As usual, never consider the following commentary associated with these photos as a formal interpretation of the National Electrical Code (NEC). Without criticizing anyone or any product, the following scenarios present us with serious safety questions.
The Latest in Clothesline Technology?
These service conductors — and the final overhead span — are installed as open conductors. In contrast to the requirement of 225.19(D)(1) and 230.9, they don't maintain a clearance of 3 ft or more from this window, which is designed to be opened. The same clearance rules apply to feeders and branch circuits that run to or from the buildings they supply, or from which they are fed. Although the conductors may be attached to the building, they must also be installed at not less than 3 ft from a window designed to be opened. These same rules apply to doors, porches, balconies, ladders, stairs, fire escapes, or similar locations. An Exception to 225.19(D)(1) allows you to install conductors within 3 ft of the top level of a window. However, this isn't the case in this photo.

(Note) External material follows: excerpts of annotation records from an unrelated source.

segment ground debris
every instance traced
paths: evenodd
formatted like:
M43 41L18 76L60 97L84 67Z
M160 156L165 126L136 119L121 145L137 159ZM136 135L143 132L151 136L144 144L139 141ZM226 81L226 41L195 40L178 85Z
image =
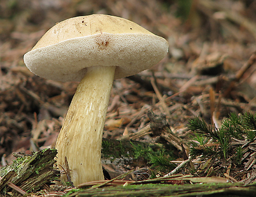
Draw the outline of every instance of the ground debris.
M60 175L60 171L53 166L56 162L54 158L57 153L56 149L49 149L31 155L22 154L12 165L1 168L0 192L2 195L22 196L17 188L30 193L41 189L45 184L53 184L51 182L57 179ZM10 183L16 188L11 188Z

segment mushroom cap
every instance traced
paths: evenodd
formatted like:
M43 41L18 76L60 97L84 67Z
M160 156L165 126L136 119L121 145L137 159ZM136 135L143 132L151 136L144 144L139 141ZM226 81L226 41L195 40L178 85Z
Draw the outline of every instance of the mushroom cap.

A Little Tug Reveals a Big Surprise
The electrical inspector wasn't too sure about this installation, so he gave the grounding conductor a little tug and found that the feeder equipment grounding conductor in this rigid nonmetallic conduit wasn't terminated on the other end. To his surprise, he discovered the same situation at the other end of the conduit. Someone had just stuffed a few feet of cable into the conduit to make it look like it was a proper installation. Per 300.13(A), conductors installed in raceways must be continuous between outlets, boxes, and devices.
It's Not the Pigeon You Should Fear
This installation is located near a bus station in Boston. The first argument I always hear is “This city doesn't have to comply with the NEC.” That may be true in Boston and certain other cities across the country, but that doesn't change the fact that unsafe installations like this one create the potential for dangerous consequences — especially since a lightning storm was pending that day.
These open wires are within easy reach of any person who walks by this area or uses the concrete foundation as a streetside seat. These two innocent young people could have easily been subjected to an electrical shock.
Installation Puts Me on Edge
Nonmetallic-sheathed cables (Type NM-B) must be secured at intervals not exceeding 4 ft 6 in. and within 12 in. of every cabinet, box, or fitting with staples, cable ties, straps, hangers, or similar fittings designed and installed so as not to damage the cable. Flat cables can't be stapled on edge (334.30). In addition, it appears this installation violates the requirements of 300.4(D). When cables and raceways are installed parallel to framing members, in both exposed and concealed locations like joists, rafters, or studs, the cable or raceway must be installed and supported so that the nearest outside surface of the cable or raceway is at least 1.25 in. from the nearest edge of the framing member where nails or screws are likely to penetrate. Where this distance can't be maintained, the cable or raceway must be protected from nail and screw penetration by a steel plate, sleeve, or equivalent at least 0.0625 in. thick.